И вот эти-то безрадостные слова и нарисовали на физиономии Тевана злую улыбку. Значила она: «Опять же, я давно говорил».
Окружающий мир представлялся Тевану пасмурной пустошью, где всюду прелая трава и тоска без перерыва. В детстве, когда другие дети бесились на улице, швырялись камнями и колотили друг другу морды, Теван валялся где-нибудь в сторонке и даже вздыхать ему было неохота. Деревенские говорили, что от вида его постной рожи немеют птицы, а коровы хандрят и не дают молока…
Теван был человеком таким подавленным, таким хмурым, что уважаемый автор этих строк стал уже четвертым по счету монахом, который пытается закончиться его краткое жизнеописание. Трое других спились от скуки2…
Повзрослев, Теван понял, что односельчанам так надоела его мрачная физиономия, что они готовы либо вешаться, либо вешать, и он подумал тогда, что, может быть, есть в этом мире такие луга и такие болотца, где и на его голову будут падать солнечные лучи. Теван решил попутешествовать. В те безбожные времена это проще всего было сделать, записавшись в войско ишхана. Были годы междоусобиц – солдаты жили бесконечными грабительскими походами. Но Теван не терпел рабства воинских уставов и потому, после недолгих раздумий, записался на обучение в артель музыкантов.

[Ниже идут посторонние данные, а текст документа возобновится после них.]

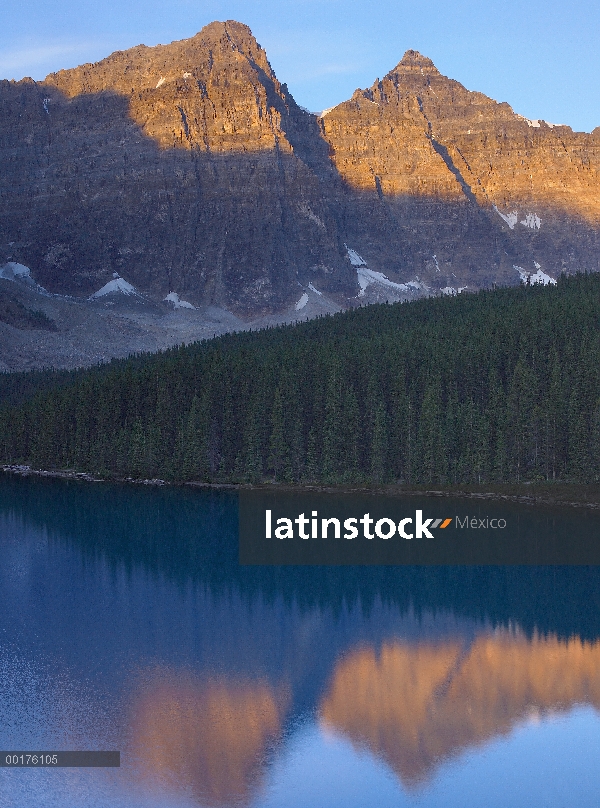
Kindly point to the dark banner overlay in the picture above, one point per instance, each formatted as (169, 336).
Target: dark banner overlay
(315, 528)
(59, 760)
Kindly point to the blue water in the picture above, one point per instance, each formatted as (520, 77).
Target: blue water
(126, 623)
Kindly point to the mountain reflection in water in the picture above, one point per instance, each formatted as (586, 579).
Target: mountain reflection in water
(209, 677)
(415, 705)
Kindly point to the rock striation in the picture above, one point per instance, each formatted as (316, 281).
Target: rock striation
(190, 167)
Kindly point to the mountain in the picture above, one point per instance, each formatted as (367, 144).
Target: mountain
(188, 169)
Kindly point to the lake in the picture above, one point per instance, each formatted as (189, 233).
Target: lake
(127, 624)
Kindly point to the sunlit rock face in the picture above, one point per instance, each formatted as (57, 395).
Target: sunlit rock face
(178, 168)
(457, 185)
(190, 167)
(416, 705)
(206, 737)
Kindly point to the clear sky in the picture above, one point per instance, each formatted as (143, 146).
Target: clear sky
(542, 56)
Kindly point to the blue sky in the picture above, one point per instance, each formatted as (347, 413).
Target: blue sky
(541, 57)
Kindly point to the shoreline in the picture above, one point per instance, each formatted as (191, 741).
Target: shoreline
(527, 493)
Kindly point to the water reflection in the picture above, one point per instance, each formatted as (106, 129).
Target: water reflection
(127, 623)
(208, 736)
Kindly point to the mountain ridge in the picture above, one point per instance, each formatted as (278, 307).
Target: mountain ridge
(189, 168)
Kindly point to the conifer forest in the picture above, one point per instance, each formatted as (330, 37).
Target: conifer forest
(497, 386)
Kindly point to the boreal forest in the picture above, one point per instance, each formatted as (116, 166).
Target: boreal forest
(497, 386)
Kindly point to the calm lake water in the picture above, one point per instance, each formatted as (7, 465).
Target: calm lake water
(127, 624)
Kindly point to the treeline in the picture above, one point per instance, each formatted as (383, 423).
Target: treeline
(500, 386)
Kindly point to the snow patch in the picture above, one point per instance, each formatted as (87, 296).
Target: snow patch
(11, 271)
(536, 122)
(177, 302)
(532, 221)
(510, 218)
(306, 211)
(118, 284)
(302, 302)
(355, 258)
(368, 276)
(535, 277)
(451, 290)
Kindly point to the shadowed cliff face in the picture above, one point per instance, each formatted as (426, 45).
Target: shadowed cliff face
(190, 167)
(192, 185)
(417, 705)
(501, 189)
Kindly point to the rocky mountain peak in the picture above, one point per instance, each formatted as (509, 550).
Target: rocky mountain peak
(414, 62)
(189, 169)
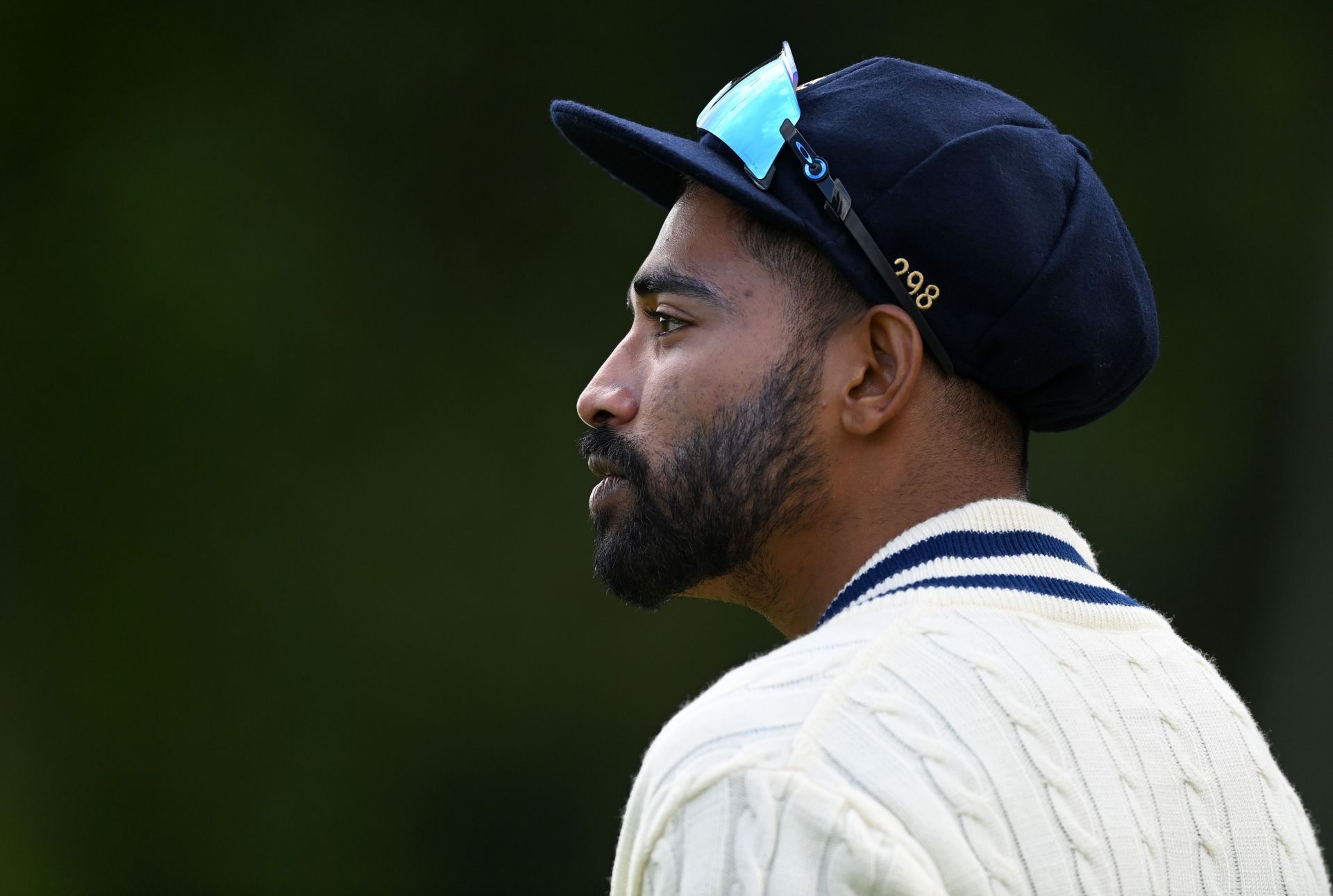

Учеба была недолгой. Назначенные к такому опасному школяру учителя если не убивались, то сбегали в какой-нибудь монастырь. Или в бордель, в те времена разница была не такой и…3
С горем пополам Теван разобрался с основами артельной работы и стал музыкантом, но музыкантом таким, каких еще не было на свете! Он не притрагивался к вину, жил по распорядку, стирал белье в положенное время и, что совсем неслыханно, ни в какую не признавал прелестей женского пола. Наткнувшись, был случай, на бултыхающуюся в озере девицу приятной красоты, он вроде бы и уселся на пригорке, но смотрел при этом то на каких-то несчастных лягушек, то на каких-то жучков, тараканчиков, то вообще куда-то в небо. Ничто на свете не было ему мило и интересно. Даже своя рожа в зеркале вызывала у него зевоту.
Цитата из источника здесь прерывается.